MO11 can neutralize a broad range of severe acute respiratory syndrome coronavirus 2 (SARS-CoV-2) variants including the recent variants XBB.1.16 and EG.5.1. (A) Plaque reduction assay for authentic SARS-CoV-2 variants. The neutralization rate for infection to VeroE6 TMPRSS2⁺ cells is plotted for the MO11 concentration. The mean values with standard errors are plotted. Each data point is representative of two or three independent experiments. (B) Representative pictures showing the plaque reduction by MO11. (C) Table of the IC₅₀ values calculated from the plot in panel (A).

Fig 3

MO11 recognizes an epitope outside of the RBD and does not inhibit the ACE2-spike interaction. (A) The binding ability of MO11 to the pre-fusion stabilized spike ectodomain. (B) The binding ability of MO11 to the spike RBD. The RBD-targeting antibody MO7 isolated in our previous study (7) was also included as a control. (C) A competition enzyme-linked immunosorbent assay was performed to analyze MO11’s ability to inhibit the ACE2-spike interaction.
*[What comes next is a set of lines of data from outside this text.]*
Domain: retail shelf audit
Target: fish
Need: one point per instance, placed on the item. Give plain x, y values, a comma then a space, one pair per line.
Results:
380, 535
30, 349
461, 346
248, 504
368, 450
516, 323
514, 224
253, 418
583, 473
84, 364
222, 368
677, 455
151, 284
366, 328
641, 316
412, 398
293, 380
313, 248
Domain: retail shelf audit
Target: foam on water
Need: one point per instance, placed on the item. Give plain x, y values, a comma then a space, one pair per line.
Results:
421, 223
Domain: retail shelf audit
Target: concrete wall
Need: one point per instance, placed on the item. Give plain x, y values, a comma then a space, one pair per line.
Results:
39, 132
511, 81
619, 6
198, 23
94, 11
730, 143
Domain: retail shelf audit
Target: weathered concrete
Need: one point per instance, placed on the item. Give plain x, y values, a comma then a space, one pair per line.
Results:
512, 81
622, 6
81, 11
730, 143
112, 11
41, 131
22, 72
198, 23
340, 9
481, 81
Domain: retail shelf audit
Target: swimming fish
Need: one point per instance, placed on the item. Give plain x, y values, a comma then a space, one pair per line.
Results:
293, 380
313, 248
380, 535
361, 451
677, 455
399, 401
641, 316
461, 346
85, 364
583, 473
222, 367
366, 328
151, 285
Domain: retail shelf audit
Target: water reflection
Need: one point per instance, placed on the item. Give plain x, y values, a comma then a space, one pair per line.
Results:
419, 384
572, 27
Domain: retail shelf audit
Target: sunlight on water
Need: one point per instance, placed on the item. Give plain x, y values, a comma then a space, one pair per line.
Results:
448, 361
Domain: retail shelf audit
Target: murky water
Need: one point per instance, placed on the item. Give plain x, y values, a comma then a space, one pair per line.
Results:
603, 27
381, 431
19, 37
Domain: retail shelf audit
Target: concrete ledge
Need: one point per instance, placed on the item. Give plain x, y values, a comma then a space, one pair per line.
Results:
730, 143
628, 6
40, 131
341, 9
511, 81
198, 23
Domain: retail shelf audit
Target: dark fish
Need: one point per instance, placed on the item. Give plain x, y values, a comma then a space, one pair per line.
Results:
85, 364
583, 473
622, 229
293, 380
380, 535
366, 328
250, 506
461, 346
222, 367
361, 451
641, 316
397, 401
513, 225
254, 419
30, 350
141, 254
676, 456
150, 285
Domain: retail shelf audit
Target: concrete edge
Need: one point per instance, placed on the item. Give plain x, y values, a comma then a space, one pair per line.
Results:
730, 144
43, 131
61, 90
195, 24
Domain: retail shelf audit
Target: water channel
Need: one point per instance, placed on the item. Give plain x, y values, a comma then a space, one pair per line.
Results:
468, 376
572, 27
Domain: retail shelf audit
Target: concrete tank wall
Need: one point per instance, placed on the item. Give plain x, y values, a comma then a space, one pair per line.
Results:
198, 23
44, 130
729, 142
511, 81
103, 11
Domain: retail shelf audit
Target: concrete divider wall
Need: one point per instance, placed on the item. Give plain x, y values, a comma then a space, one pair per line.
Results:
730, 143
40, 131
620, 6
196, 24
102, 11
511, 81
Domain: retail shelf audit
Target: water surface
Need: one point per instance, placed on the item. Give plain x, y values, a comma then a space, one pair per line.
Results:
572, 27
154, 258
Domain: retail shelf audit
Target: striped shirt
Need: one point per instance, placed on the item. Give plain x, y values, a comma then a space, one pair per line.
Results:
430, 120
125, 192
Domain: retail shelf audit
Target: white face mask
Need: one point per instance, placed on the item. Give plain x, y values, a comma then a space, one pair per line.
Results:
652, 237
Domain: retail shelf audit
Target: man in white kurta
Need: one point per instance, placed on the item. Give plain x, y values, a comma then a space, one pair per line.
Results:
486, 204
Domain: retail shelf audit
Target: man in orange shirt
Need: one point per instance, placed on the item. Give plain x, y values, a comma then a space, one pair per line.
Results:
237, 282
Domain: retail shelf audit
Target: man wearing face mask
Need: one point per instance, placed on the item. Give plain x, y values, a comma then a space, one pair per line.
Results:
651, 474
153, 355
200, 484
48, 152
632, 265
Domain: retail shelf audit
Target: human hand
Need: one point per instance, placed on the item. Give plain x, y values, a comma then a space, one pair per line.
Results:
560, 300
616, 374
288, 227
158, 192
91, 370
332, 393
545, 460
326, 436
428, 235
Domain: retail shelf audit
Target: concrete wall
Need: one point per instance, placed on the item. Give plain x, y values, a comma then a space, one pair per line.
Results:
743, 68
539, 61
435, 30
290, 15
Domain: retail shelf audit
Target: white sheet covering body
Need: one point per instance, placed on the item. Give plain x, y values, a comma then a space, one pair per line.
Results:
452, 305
The mean of three independent experiments with the standard error is shown for each group. The data were analyzed by Dunnett’s multiple comparisons test against the no-antibody (No Ab) group. Probability (p)-values < 0.05 were considered significant.

Fig 4

The complex structure of MO11-spike revealed by cryoEM. (A and B) The density map (A) and the molecular models (B) of MO11’s VH/VL – BQ.1.1 spike complex are shown from two different views. Blue: NTD, cyan: RBD, magenta: SD1, orange: SD2, white: S2, yellow: glycans, green: MO11 VH, light green: MO11 VL. (C) Close-up views of the MO11-SD1 contact are shown as ribbon models with solvent-accessible surfaces.

Fig 5

Details of the molecular interaction between MO11 and the spike. (A) Close-up views of the MO11-SD1 contact are shown as ribbon models with solvent-accessible surfaces. (B) The MO11 VH/VL footprint on the spike SD1 (top) and that of spike SD1 on MO11 (bottom). (C) The interaction around the spike N532. (D) The broad interaction between MO11 VL and the spike SD1. (E) The interaction around N331 glycan.